Another group of migrant workers and their families crossed the same river to enter Ambala district, hoping to find a way home.

A youth who was part of the group said he worked in an industrial unit in Ludhiana.

"There has been no work for us since the lockdown. I have exhausted all my savings and the house owner too had been putting pressure for rent for the past over a week. How long could we continue like this. So, we decided to go home," he said.

Ambala Deputy Commissioner Ambala Ashok Sharma said the administration has sent several migrant labourers from Ambala to their destinations in Bihar and UP through buses and trains.

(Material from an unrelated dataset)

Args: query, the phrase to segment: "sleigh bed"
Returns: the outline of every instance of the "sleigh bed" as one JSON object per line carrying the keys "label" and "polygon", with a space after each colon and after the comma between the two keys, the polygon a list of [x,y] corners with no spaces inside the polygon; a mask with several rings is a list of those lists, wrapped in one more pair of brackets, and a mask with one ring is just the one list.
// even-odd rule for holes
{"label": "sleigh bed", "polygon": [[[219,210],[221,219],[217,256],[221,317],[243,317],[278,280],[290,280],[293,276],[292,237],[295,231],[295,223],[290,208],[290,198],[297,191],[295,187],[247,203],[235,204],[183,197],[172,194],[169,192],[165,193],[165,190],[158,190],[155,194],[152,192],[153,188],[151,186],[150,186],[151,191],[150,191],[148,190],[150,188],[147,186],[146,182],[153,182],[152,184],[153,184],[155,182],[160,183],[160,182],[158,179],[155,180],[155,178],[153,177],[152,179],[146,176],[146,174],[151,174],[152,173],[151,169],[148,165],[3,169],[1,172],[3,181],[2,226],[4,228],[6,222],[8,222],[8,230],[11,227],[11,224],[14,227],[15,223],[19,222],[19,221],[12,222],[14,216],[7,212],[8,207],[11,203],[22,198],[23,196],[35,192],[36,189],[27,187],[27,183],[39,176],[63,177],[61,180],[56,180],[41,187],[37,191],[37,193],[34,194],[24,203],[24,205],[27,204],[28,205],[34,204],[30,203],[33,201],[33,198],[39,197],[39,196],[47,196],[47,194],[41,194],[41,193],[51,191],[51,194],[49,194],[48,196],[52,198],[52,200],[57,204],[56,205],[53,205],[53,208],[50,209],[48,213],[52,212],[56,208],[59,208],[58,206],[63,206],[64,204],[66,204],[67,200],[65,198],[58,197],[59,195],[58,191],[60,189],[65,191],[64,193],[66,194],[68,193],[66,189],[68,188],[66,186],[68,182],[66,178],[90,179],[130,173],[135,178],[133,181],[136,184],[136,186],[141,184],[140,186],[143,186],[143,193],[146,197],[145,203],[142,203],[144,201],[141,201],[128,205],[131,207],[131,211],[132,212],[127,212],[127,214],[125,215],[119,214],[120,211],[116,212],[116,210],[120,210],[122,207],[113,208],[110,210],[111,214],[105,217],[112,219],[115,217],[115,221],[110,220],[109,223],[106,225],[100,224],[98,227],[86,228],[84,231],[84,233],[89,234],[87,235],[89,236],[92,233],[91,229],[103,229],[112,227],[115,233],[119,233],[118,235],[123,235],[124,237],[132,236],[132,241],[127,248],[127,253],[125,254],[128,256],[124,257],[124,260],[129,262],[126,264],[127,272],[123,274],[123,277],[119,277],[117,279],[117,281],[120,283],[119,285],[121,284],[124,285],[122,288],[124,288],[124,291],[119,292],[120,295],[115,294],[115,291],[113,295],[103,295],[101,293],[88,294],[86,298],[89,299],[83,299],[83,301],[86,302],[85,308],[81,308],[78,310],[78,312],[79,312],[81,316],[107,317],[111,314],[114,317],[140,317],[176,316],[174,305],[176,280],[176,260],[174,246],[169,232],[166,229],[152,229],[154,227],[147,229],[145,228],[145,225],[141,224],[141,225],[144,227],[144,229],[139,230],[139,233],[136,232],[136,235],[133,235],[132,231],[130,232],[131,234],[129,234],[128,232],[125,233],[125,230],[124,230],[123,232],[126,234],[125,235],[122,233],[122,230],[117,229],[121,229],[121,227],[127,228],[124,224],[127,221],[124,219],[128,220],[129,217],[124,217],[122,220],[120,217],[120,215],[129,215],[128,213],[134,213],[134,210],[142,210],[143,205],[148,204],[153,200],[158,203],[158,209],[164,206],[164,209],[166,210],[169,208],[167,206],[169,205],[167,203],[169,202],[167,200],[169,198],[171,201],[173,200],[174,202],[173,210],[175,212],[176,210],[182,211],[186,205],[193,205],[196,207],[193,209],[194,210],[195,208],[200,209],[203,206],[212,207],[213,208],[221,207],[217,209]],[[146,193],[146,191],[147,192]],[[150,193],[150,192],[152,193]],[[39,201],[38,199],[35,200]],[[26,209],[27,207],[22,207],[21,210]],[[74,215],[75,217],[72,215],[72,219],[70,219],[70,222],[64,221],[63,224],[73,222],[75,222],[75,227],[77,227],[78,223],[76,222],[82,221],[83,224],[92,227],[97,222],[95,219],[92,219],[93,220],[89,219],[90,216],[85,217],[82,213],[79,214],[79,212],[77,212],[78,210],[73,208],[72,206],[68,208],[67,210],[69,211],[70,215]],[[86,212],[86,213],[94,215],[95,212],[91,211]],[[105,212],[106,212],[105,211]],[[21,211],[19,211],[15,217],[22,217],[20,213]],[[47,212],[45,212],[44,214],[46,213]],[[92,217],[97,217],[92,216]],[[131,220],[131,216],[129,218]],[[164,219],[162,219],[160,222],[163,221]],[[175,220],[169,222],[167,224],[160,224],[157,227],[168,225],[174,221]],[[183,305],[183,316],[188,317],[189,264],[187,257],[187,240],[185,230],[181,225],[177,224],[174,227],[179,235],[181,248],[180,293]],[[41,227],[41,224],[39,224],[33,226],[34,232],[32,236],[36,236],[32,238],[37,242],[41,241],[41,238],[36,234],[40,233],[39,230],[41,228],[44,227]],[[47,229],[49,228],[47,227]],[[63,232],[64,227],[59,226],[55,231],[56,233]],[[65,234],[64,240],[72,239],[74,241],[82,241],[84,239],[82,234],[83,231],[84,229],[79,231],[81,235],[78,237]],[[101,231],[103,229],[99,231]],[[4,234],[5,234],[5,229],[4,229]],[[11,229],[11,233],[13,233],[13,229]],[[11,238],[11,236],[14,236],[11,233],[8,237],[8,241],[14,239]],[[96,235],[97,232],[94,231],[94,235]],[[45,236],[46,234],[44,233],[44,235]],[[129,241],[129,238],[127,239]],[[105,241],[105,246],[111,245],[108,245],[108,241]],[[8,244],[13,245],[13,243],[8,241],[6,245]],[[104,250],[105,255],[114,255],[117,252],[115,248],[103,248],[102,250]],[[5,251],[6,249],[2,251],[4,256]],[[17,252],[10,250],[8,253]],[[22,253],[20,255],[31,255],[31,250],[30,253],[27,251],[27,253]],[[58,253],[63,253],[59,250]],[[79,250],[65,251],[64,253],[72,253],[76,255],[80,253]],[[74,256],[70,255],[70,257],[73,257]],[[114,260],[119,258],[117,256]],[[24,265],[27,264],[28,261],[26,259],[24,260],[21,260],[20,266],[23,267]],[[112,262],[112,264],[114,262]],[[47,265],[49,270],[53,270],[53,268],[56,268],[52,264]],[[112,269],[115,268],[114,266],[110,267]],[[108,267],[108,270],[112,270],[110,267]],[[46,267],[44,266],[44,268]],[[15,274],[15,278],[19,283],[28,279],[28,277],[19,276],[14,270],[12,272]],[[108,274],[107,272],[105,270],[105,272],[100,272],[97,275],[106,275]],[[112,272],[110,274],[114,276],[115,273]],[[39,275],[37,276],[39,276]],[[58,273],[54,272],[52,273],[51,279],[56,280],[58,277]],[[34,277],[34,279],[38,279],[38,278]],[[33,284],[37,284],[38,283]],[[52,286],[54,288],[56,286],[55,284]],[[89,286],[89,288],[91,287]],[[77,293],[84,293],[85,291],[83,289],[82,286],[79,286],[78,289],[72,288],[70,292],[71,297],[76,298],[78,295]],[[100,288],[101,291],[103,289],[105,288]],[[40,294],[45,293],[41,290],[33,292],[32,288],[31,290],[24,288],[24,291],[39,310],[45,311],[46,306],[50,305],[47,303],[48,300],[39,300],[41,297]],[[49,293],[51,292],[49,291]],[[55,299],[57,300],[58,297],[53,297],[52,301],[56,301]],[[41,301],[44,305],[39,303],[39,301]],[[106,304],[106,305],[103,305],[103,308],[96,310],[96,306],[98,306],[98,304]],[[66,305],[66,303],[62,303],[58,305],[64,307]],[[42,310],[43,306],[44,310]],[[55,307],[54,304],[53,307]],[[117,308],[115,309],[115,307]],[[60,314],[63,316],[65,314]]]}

Labourers entering Haryana are kept in relief shelters till arrangements are made for their journey ahead, officials said.

A week ago, the Haryana administration had stepped in, accommodating them in relief shelters.

Officials said migrant workers are being sent to their villages only after they register with the district administration and their home states have given approval to receive them.

Many migrants who entered Haryana had said that not all of them were able to register online. They sought help from the government, saying arrangements should be made for their journey back home.

There have been similar reports recently of migrants, including women and children, of crossing the Yamuna river from the Haryana side to enter Uttar Pradesh.

Yamunanagar Deputy Commissioner Mukul Kumar said this has not come to his notice.

However, on Saturday he led a team of police and civil administration officials to check if any migrant was using the river route.

"Since morning, we have been on the round. Our enforcement teams are also on job, but we did not come across any migrant crossing the Yamuna river," he said on Saturday.

In Faridabad district of Haryana, which abuts the national capital, migrant workers, were seen waiting on footpaths late in the night, with many hoping truck drivers will take them to some distance.

Some claimed they had reached the highway from Delhi and Ghaziabad.

A woman with a child on her lap said she was going to Jhansi with her family.

Some said after the imposition of the lockdown, they were left with no work and though the government made food arrangements for them, they still wanted to go home.